Un navire du canal de Suez libéré et se dirige vers le lac pour des inspections - vidéo
Un navire du canal de Suez libéré et se dirige vers le lac pour des inspections – vidéo

Deux enquêtes sont déjà en cours. Ever Given appartient à une société japonaise, exploitée par une société taïwanaise, avec un équipage d’Indiens, mais elle bat pavillon du Panama, car c’est ainsi que fonctionne la navigation: les navires peuvent louer un pavillon auprès des registres du pavillon, et le Panama est le plus grand du monde. En vertu des règles d’enquête de sécurité de l’Organisation maritime internationale, le Panama mène l’enquête de sécurité, même si le navire est resté coincé dans les eaux égyptiennes. L’enquête du Panama ne couvrira pas la culpabilité, mais l’Égypte a déjà ouvert une enquête sur «la navigabilité du navire et les actions de l’équipage».

«Je soupçonne», déclare Guy Platten, secrétaire général de la Chambre internationale de la marine marchande, «que nous trouverons qu’il s’agissait d’une série d’événements complexes.» Une chaîne d’accidents de plus en plus grands. Si la cause s’avère humaine ou mécanique, et non un cas de force majeure ou un cas de force majeure, les assureurs seront responsables d’un montant vertigineux de dommages. «Il va y avoir beaucoup de pointage du doigt», dit Mercogliano. Un rapport préliminaire du Panama a déjà mis en cause une défaillance mécanique. Pendant ce temps, les propriétaires Shoei Kisen Kaisha ont déjà déposé une plainte devant la Haute Cour d’Angleterre contre les opérateurs Evergreen.

Nous avons toujours besoin de quelqu’un à blâmer, et il est toujours plus facile d’emprisonner un humain que le vent. La criminalisation des gens de mer pour ce qui se passe avec les gros navires inquiète la Chambre internationale de la marine marchande et d’autres associations maritimes. En 2007, le Hebei Spirit, transportant 250 000 tonnes de pétrole brut, a été percuté par une barge Samsung Heavy Industries alors qu’il était ancré à l’extérieur de Daesan en Corée du Sud, provoquant une grave pollution par les hydrocarbures. Le capitaine Jasprit Chawla a sifflé cinq fois et a essayé d’appeler la barge – pourtant Chawla et son premier officier ont été emprisonnés pendant 18 mois. Imaginez cela dans une autre situation de transport: vous êtes assis dans une voiture garée, vous êtes percuté et vous allez en prison.

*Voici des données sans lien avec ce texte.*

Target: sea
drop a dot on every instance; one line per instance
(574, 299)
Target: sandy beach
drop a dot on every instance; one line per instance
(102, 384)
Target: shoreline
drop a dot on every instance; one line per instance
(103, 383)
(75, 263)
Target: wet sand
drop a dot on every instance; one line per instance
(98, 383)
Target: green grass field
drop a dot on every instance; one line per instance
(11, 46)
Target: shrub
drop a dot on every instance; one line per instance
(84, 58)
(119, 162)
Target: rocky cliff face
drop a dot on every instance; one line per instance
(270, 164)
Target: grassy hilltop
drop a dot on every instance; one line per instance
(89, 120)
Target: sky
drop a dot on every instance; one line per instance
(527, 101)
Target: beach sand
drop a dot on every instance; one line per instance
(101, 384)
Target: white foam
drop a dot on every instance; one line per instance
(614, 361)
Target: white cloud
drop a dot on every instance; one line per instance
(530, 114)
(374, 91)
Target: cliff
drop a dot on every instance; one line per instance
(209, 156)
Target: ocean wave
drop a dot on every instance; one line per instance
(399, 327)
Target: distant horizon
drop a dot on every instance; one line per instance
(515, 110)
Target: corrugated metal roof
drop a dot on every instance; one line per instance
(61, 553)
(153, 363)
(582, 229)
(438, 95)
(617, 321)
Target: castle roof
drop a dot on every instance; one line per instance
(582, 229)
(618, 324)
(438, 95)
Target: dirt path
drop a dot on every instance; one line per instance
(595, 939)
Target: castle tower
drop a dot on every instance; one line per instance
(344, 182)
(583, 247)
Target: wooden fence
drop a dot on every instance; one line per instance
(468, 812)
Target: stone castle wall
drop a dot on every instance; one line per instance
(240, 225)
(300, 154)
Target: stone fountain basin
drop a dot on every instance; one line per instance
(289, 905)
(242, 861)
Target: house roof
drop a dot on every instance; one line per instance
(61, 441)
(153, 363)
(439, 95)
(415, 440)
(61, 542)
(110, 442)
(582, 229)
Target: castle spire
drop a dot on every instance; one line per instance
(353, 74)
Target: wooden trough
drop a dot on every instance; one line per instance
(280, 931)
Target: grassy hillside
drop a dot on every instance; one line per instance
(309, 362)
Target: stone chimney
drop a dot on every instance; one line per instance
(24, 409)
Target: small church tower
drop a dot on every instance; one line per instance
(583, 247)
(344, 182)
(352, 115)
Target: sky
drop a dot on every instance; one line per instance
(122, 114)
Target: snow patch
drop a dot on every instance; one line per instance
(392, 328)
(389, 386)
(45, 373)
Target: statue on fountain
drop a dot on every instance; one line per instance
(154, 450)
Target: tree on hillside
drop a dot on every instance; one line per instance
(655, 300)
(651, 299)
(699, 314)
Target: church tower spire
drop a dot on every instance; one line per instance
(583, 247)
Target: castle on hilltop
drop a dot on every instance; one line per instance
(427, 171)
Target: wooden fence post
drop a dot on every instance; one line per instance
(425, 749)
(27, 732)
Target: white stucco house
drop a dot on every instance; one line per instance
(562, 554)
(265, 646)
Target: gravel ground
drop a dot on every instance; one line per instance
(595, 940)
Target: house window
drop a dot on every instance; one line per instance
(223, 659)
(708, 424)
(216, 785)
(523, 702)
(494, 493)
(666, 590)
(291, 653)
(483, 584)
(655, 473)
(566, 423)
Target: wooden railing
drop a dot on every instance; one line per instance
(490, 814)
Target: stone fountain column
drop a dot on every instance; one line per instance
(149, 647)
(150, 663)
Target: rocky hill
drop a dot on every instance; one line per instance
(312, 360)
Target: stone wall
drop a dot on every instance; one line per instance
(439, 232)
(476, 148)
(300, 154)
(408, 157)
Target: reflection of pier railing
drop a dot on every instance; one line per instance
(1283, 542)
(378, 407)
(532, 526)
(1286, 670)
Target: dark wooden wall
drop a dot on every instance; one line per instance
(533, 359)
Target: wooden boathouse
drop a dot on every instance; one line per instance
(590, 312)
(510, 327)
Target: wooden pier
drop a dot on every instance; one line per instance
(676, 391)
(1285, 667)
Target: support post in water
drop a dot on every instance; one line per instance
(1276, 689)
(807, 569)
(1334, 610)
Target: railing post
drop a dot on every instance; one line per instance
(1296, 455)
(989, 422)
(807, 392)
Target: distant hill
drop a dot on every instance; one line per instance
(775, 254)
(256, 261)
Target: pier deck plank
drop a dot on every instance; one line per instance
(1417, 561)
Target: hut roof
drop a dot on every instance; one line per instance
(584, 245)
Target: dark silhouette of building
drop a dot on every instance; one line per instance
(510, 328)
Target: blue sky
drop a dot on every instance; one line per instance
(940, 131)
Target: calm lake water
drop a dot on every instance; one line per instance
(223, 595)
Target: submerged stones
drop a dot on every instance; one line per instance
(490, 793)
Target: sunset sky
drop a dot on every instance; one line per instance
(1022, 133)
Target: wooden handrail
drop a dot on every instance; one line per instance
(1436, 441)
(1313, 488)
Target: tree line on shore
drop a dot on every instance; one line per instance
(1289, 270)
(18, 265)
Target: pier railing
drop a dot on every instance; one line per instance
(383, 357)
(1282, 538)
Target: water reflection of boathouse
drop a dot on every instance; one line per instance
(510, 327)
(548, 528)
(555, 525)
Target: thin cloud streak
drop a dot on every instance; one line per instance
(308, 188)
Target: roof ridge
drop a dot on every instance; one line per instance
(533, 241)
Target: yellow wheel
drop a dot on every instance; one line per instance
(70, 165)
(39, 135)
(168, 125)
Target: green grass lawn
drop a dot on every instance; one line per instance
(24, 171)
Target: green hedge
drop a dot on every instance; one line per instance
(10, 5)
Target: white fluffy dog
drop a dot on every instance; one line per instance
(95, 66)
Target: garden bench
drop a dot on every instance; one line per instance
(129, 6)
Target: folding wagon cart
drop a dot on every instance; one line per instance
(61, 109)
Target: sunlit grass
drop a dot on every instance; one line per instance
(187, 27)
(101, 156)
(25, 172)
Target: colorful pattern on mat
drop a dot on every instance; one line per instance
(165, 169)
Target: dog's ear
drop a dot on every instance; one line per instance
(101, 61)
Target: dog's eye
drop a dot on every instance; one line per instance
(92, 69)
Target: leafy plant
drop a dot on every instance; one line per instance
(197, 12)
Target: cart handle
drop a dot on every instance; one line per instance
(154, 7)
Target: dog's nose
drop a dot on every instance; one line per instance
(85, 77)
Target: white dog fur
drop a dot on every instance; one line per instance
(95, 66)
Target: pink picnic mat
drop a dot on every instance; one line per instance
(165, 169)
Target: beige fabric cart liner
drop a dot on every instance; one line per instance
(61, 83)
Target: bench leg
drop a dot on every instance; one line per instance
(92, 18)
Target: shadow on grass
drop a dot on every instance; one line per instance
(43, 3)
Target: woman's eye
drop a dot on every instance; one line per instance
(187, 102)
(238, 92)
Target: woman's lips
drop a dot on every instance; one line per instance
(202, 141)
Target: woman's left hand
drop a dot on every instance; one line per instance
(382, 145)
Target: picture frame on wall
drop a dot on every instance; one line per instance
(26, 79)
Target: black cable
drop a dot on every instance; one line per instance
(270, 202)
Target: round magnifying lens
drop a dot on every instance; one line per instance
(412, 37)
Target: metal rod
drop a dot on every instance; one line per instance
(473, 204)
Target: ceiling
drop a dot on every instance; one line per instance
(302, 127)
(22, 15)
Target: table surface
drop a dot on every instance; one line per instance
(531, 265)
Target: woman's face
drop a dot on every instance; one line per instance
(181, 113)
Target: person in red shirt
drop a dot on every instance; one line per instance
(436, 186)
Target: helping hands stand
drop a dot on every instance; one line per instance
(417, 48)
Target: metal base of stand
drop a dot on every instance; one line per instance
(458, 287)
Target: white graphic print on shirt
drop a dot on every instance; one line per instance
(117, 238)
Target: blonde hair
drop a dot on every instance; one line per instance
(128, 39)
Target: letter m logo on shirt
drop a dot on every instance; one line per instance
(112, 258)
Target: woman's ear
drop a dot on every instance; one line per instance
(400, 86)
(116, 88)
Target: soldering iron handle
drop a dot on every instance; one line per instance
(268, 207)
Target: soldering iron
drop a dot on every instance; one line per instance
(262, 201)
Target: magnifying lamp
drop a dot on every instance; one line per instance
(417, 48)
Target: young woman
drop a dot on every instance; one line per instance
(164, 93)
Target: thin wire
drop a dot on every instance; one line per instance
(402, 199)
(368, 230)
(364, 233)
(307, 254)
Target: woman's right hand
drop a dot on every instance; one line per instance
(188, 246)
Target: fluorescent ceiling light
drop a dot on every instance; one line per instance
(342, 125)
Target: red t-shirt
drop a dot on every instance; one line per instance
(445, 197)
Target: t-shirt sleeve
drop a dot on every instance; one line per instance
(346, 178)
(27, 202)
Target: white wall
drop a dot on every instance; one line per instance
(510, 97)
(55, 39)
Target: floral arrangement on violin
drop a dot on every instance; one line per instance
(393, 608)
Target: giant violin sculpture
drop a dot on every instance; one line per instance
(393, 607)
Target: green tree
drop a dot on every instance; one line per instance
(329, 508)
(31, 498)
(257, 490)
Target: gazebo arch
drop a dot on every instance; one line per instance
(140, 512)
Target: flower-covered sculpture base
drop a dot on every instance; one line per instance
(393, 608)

Gros et lourd: le porte-conteneurs renfloué Ever Given.
Gros et lourd: le porte-conteneurs renfloué Ever Given. Photographie: Mohamed Abd El Ghany / Reuters

D’une certaine manière, l’échouement d’Ever Given était le meilleur scénario pour une grande catastrophe maritime, mis à part le hoquet coûteux à la bonne marche du commerce mondial. Personne n’a été blessé; rien n’a été pollué. La rapidité de la libération du navire – six jours – peut être une source de fierté pour les Égyptiens, avec leurs remorqueurs courageux et leurs excavateurs infatigables, bien que la sagesse d’envoyer un navire qui s’était enfoncé dans une rive à grande vitesse, le long du canal en utilisant son propre moteur , la plupart des experts en sécurité maritime se grattent la tête. Cela a provoqué un débat utile sur ce qui pourrait rendre Suez plus sûr: les navires devraient-ils être escortés par des remorqueurs, alors que l’Égypte n’a pas assez à partager entre les convois? Les navires devraient-ils être réduits à des proportions plus gérables?

« Cet incident », a déclaré Platten dans un communiqué, « a mis en scène l’importance de l’expédition mondiale dans la vie quotidienne et la nature délicate de la chaîne d’approvisionnement mondiale qu’elle sous-tend. » Allons-nous, avec notre désir insatiable de biens de consommation, qui est la raison pour laquelle ces navires géants existent, de se demander si le prix de ce que nous obtenons en vaut la peine? «Il faut 1 500 personnes et Jack mourant sur le Titanic pour que nous installions plus de canots de sauvetage sur les navires», explique Mercogliano. «Les lois maritimes sont écrites dans le sang.»